Если, конечно, Дерека Риверса можно назвать отцом. Вэл снова глядел на меня взглядом цапли, которая караулит рыбу.
— Значит, ты решила, что коронеры сами не смогут правильно выяснить все детали?
Он знает как никто другой, насколько важна каждая мелочь в судебной фотографии. Специалисты вроде меня, работающие на месте преступления, обучены делать снимки под таким углом, чтобы все главные кости и органы оставались в фокусе. Именно этого не смог добиться неподготовленный фэбээровец, фотографировавший ранения Джона Кеннеди, — вот одна из причин, почему убийство президента до сих пор остается загадкой. Доктор Джеймс Хьюмз, патологоанатом, обследовавший тело Кеннеди, не учел множества частностей, которые позднее могли бы помочь в расследовании, потому что, как он заявил, сложность трещин и осколков затруднила описание «и лучше оценивать их по фотографиям и рентгенограммам». Рентгеновские снимки осколков костей о многом могут рассказать. Первое, чему научил меня Вэл, — делать рентгенограммы. «Рентген — немецкий физик. Открыл свои лучи в тысяча восемьсот девяносто пятом году. Первый настоящий прорыв в нашей области».
По совету коллег из флоридской лаборатории судебной антропологии К. Э. Паунда Вэл достал мне миниатюрную рентгеновскую установку, заряженную необычайно чувствительной пленкой, использующейся в маммографии. Поскольку мертвые кости не рискуют заболеть раком (впрочем, после того, как начали проводиться исследования ДНК, ни одну кость уже нельзя назвать по-настоящему мертвой), наши рентгенограммы используют более длительную выдержку, вплоть до пятнадцати минут, и снимки получаются гораздо детальнее тех, что делают в операционных. Мы можем превратить прочную кость в серебристые тени, прозрачные, как крылья бабочки. Вэл говорит, что мы «ловим на пленку призраков»; мне нравится этот ритуал, точный, как танго, укрепляющий веру в то, что весь жизненный хаос можно превратить в контролируемый порядок — надо лишь следовать инструкциям, списку ингредиентов.

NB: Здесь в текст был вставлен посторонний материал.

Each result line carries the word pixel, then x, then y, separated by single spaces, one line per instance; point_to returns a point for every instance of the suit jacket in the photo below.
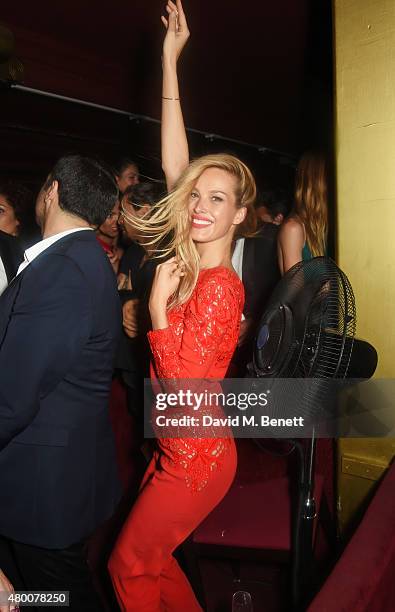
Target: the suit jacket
pixel 59 324
pixel 11 254
pixel 260 276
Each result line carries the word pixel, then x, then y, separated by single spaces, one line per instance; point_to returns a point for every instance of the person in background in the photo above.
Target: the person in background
pixel 15 201
pixel 304 234
pixel 195 305
pixel 256 262
pixel 135 277
pixel 59 325
pixel 107 234
pixel 16 210
pixel 11 255
pixel 126 173
pixel 273 206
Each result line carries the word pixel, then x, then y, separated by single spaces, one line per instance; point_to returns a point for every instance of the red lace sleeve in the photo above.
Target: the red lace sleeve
pixel 209 331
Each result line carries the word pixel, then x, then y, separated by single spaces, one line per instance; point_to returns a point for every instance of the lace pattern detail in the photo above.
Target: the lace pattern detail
pixel 199 343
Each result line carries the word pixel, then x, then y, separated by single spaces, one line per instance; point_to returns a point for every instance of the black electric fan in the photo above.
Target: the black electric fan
pixel 306 332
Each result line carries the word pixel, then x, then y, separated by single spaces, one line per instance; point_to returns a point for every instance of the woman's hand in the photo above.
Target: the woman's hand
pixel 166 280
pixel 130 311
pixel 177 31
pixel 6 587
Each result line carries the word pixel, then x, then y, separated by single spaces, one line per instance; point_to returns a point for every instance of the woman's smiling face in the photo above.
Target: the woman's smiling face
pixel 213 208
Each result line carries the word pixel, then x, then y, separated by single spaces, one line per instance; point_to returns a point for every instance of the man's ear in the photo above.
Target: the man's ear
pixel 240 215
pixel 52 194
pixel 53 191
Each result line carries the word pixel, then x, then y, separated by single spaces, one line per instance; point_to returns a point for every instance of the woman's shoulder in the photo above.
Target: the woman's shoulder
pixel 219 274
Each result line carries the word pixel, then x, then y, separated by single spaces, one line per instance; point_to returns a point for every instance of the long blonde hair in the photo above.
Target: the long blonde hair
pixel 311 200
pixel 166 227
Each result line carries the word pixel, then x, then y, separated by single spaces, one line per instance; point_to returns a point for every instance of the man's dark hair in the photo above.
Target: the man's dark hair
pixel 87 187
pixel 122 163
pixel 277 201
pixel 144 193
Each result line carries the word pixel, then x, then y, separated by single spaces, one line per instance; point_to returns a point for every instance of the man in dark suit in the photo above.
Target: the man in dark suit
pixel 255 260
pixel 60 320
pixel 11 255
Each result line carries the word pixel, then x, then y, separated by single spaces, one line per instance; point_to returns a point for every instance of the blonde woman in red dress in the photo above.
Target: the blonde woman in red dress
pixel 196 305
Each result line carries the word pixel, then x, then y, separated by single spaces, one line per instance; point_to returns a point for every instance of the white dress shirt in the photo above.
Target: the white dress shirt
pixel 39 247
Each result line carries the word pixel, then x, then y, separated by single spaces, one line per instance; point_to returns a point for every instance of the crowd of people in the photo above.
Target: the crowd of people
pixel 130 281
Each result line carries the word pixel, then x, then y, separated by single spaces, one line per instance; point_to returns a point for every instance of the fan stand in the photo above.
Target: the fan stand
pixel 303 525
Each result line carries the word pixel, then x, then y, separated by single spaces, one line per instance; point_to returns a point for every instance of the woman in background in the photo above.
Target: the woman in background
pixel 304 234
pixel 195 304
pixel 16 203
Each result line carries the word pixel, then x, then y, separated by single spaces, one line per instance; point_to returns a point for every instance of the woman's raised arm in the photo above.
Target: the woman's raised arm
pixel 175 152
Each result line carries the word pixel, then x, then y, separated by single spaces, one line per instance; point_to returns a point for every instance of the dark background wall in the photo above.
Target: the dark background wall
pixel 259 72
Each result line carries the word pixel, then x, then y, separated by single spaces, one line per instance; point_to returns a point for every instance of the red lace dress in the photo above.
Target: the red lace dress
pixel 199 344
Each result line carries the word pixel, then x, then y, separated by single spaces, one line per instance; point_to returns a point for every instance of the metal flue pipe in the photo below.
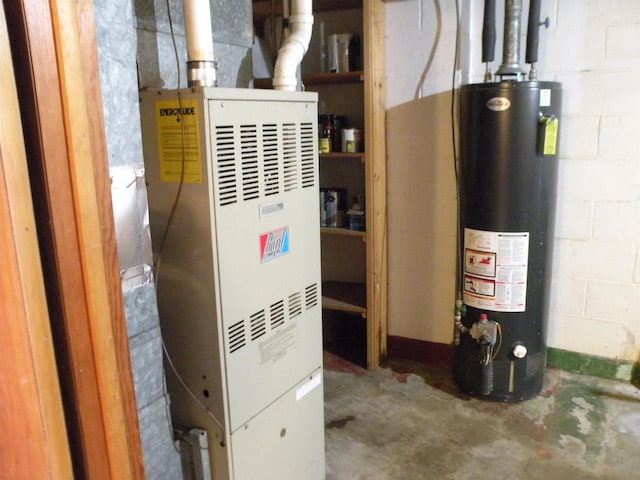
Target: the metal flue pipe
pixel 511 44
pixel 295 46
pixel 489 36
pixel 201 65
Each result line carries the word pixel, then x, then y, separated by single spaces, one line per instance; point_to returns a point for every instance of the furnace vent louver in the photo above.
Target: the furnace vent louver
pixel 295 305
pixel 277 316
pixel 270 154
pixel 236 336
pixel 289 133
pixel 249 155
pixel 276 313
pixel 308 164
pixel 226 164
pixel 269 159
pixel 311 296
pixel 258 325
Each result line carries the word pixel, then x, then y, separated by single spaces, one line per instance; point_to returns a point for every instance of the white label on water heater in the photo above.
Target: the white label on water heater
pixel 545 97
pixel 495 270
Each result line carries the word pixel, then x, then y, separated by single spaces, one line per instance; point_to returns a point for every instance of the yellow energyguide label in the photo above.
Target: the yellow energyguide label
pixel 178 126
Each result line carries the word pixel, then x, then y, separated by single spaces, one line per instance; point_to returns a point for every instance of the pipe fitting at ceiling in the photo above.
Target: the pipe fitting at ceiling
pixel 201 65
pixel 295 46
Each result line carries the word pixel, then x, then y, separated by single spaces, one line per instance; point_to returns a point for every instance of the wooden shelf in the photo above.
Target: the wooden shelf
pixel 345 297
pixel 343 231
pixel 358 155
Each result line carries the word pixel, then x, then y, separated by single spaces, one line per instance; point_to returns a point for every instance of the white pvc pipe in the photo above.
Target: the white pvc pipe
pixel 295 46
pixel 200 57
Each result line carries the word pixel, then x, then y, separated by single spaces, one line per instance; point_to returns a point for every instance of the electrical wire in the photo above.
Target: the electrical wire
pixel 456 159
pixel 165 235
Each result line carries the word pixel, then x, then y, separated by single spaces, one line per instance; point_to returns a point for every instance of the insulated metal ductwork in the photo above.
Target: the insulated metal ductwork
pixel 295 46
pixel 201 65
pixel 511 43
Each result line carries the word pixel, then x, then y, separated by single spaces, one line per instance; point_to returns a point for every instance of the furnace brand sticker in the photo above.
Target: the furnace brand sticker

Мы получаем удовольствие от приготовления ризотто и варки кофе по той же самой причине: есть правила, которые надо соблюдать. Их-то мне всегда и не хватало в детстве, ведь я росла в общине хиппи, где контроль отсутствовал. В нашей семье его были лишены все, так же как другие семьи были лишены самых необходимых вещей вроде молока или туалетной бумаги.